[nfsv4] device IDs and stateids

Mike Eisler <email2mre-ietf@yahoo.com> Sat, 10 November 2007 22:17 UTC

Return-path: <nfsv4-bounces@ietf.org>
Received: from [127.0.0.1] (helo=stiedprmman1.va.neustar.com) by megatron.ietf.org with esmtp (Exim 4.43) id 1IqyeJ-0007ho-Jv; Sat, 10 Nov 2007 17:17:55 -0500
Received: from [10.90.34.44] (helo=chiedprmail1.ietf.org) by megatron.ietf.org with esmtp (Exim 4.43) id 1IqyeI-0007hi-TT for nfsv4@ietf.org; Sat, 10 Nov 2007 17:17:55 -0500
Received: from web38108.mail.mud.yahoo.com ([209.191.124.135]) by chiedprmail1.ietf.org with smtp (Exim 4.43) id 1IqyeH-0001Gi-VI for nfsv4@ietf.org; Sat, 10 Nov 2007 17:17:54 -0500
Received: (qmail 48934 invoked by uid 60001); 10 Nov 2007 22:17:53 -0000
DomainKey-Signature: a=rsa-sha1; q=dns; c=nofws; s=s1024; d=yahoo.com; h=X-YMail-OSG:Received:Date:From:Reply-To:Subject:To:In-Reply-To:MIME-Version:Content-Type:Content-Transfer-Encoding:Message-ID; b=V7qy0iGeQ5oJoLNPpHkBsHQ4d9Cx2zc4X+N2/op9GIRm/WbM9HlbrUy/NxI8YQyq66gfRijPltC6cu7aXbo2624qUME2OcJWfRuJ45Dtkx9MGq/XE8GFlKmuggd9jwv/h/lNXf0VHfLEDExXDRVKXSyYrnLWiUEMdtekz0/keUE=;
X-YMail-OSG: s3TnqAQVM1n962ZoZftLYDRILPR4YB_1IReTSJOcC0xRM.td82iQpbXjZsnNXaV_JiQNqC5HRw--
Received: from [198.95.226.230] by web38108.mail.mud.yahoo.com via HTTP; Sat, 10 Nov 2007 14:17:53 PST
Date: Sat, 10 Nov 2007 14:17:53 -0800
From: Mike Eisler <email2mre-ietf@yahoo.com>
To: nfsv4@ietf.org
In-Reply-To: <C98692FD98048C41885E0B0FACD9DFB80567E79C@exnane01.hq.netapp.com>
MIME-Version: 1.0
Content-Type: text/plain; charset="iso-8859-1"
Content-Transfer-Encoding: 8bit
Message-ID: <261722.48676.qm@web38108.mail.mud.yahoo.com>
X-Spam-Score: 0.0 (/)
X-Scan-Signature: b8f3559805f7873076212d6f63ee803e
Subject: [nfsv4] device IDs and stateids
X-BeenThere: nfsv4@ietf.org
X-Mailman-Version: 2.1.5
Precedence: list
Reply-To: email2mre-ietf@yahoo.com
List-Id: NFSv4 Working Group <nfsv4.ietf.org>
List-Unsubscribe: <https://www1.ietf.org/mailman/listinfo/nfsv4>, <mailto:nfsv4-request@ietf.org?subject=unsubscribe>
List-Archive: <http://www1.ietf.org/pipermail/nfsv4>
List-Post: <mailto:nfsv4@ietf.org>
List-Help: <mailto:nfsv4-request@ietf.org?subject=help>
List-Subscribe: <https://www1.ietf.org/mailman/listinfo/nfsv4>, <mailto:nfsv4-request@ietf.org?subject=subscribe>
Errors-To: nfsv4-bounces@ietf.org

I am unnerved by the seemingly unstoppable drive to having
zillions of stateids for device ID to device address
mappings, and still don't understand why we are going in
that direction. The latest I've read is that there will
be only one stateid per major device ID. Given that a major
device ID has ballooned to 64 bits, that does not comfort
me. The current path means that device ID notifications
have little, if any, utility, given that delegations for
2^64 different major device IDs can be handed out.

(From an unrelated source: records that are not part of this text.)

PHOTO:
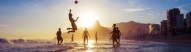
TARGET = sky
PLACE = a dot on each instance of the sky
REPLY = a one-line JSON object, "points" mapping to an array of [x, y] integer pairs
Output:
{"points": [[40, 19]]}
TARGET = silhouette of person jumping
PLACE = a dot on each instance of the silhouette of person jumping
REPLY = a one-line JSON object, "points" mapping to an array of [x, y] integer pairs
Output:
{"points": [[85, 35], [72, 38], [74, 27], [96, 38], [114, 36], [59, 37], [118, 34]]}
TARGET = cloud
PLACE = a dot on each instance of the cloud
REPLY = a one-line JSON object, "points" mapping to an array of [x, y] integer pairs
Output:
{"points": [[184, 5], [2, 25], [172, 0], [136, 9]]}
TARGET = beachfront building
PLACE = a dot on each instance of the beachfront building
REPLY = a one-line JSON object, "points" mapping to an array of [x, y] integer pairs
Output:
{"points": [[188, 21], [180, 23], [163, 27], [175, 21], [154, 29]]}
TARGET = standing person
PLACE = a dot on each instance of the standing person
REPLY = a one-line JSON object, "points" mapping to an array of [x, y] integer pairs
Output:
{"points": [[59, 37], [74, 27], [114, 39], [96, 38], [85, 35], [118, 34], [72, 38]]}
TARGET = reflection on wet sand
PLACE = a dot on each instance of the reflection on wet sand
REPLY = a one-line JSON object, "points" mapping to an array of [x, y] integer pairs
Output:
{"points": [[130, 46]]}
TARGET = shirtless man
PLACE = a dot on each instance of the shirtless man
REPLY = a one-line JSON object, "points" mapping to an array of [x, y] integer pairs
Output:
{"points": [[85, 35], [74, 27]]}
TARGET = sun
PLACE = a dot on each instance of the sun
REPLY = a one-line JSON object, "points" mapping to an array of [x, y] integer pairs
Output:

What are the requirements? No one has put them down in a
concise list list as far as I know. So I will state them,
based on what I've read and heard since the we had a pNFS
inspection meeting during the Austin bake-a-thon.

Requirements:

- Server

-- Without forcing the client to re-issue GETDEVICELIST,

--- be able to invalidate a single device ID's
    address mappings

--- Be able to change a single device ID's
    address mappings

--- Be able to change add a single device ID's
    address mappings

-- Allow recall of layouts by FSID, and possibly other
   coarse grained objects. My understanding is that for
   some layout types and/or pNFS server implementations
   this is critical.

- Client

-- Do not burden the general pNFS implementation
   with aspects that specific to a pNFS server or
   implementation (e.g. the possibility of recall by
   FSID requires clients to organize layouts by FSID,
   which is really a kick in the teeth if the server
   never issues such a recall.

-- If there must be a recall by a coarse grained object,
   don't force the client implementation to understand what
   that object is. Every time we add a layout type or
   a pNFS server implementation should not be an occasion
   to re-write client's generic pNFS layer.

- Both client and server

-- Minimize the cost implementing these requirements.
   E.g. do not go down the road of requiring multiple
   stateids for devices.

So here is the outline of what I've proposed before,
in more detail this time:

- DeviceIDs have a major and minor component. The current
  consensus that they be the same size and format as the
  fsid makes sense, since it makes it easier for servers
  to implement recall by fsid.

- Replace layout recall by FSID with layout recall by major
  device ID. Now the server can organize its data how it
  sees fit without giving the client information it doesn't
  need.

- Allow servers to indicate that they don't require
  clients to organize layouts by major device ID by
  encoding the major device ID such that if

  	did_major & 0x8000000000000000 is FALSE

  then this is an indication the device ID is to be
  treated as a flat object and no recall by major device
  ID will occur.

- There is no more than one device stateid per
  clientID/layout type pair. It is returned by
  GETDEVICEINFO, and GETDEVICELIST.

- enhance GETDEVICELIST to optionally take a major device
  ID. This will allow the client to obtain all the minor
  device IDs for a major device ID as well as the address
  mappings. This is actually the only new thing I've added.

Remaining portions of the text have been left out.